"I disagree with making "diversity" a goal. If the developers in a specific free software project do not include demographic D, I don't think that the lack of them as a problem that requires action; there is no need to scramble desperately to recruit some Ds. Rather, the problem is that if we make demographic D feel unwelcome, we lose out on possible contributors. And very likely also others that are not in demographic D."
"In the GNU Kind Communication Guidelines announcement, RMS explicitly states that diversity is not a goal of his."
If you look at the whole quote, this totally misrepresents what Stallman is saying, which is about diversity within "a specific free software project". In other words, if a project has one developer, who happens to be a straight, white man, nothing is gained by trying to shoehorn gay, POC, or female developers into that project.
@emacsen The #CodeOfConduct approach is better than ignoring the problem of exclusion altogether. But it doesn't solve the underlying problem of exclusion, it just changes the location and mechanics of the exclusion barrier. I've never seen CoCs as more than a stopgap, and I've long argued for a '#WelcomingSpaces' approach, as a replacement for Safer Spaces Policing. I think the Kind Communication Guidelines are a great contribution by Stallman, perhaps his most important one since the #GNU GPL.

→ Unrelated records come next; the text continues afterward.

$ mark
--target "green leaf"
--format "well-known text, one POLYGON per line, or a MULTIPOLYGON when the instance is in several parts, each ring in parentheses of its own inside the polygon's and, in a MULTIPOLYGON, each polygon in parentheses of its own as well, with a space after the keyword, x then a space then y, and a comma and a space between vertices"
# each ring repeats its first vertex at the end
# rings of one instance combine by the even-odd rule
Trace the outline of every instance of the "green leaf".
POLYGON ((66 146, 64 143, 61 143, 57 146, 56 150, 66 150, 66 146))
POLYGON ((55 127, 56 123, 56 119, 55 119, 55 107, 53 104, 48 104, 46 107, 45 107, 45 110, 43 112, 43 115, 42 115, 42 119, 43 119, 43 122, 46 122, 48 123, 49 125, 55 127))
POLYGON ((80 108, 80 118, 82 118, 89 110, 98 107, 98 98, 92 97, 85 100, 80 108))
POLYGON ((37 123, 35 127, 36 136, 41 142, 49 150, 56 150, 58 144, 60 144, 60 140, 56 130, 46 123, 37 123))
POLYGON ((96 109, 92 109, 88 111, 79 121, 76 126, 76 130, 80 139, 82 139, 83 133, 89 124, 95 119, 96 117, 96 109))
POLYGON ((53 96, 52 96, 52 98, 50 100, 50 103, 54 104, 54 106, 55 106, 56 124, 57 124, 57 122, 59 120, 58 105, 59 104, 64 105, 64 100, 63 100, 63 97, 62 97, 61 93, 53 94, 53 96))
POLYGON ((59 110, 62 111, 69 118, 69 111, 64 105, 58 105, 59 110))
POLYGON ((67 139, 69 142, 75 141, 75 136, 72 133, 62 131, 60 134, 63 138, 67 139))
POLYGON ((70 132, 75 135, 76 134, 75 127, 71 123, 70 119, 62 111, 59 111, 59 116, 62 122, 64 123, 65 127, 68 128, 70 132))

@strypey @emacsen I read the blog post with interest but it's true that I might not have read the Guidelines referred to were it not for this constructive discussion of them. I was actually very impressed. The text is easy to read, explicit where it ought to be explicit, and takes on a lot of the problems that do indeed put people off. My background is in alternative education. This text and advice is better than any of those I came across in x years of working in progressive hippie circles.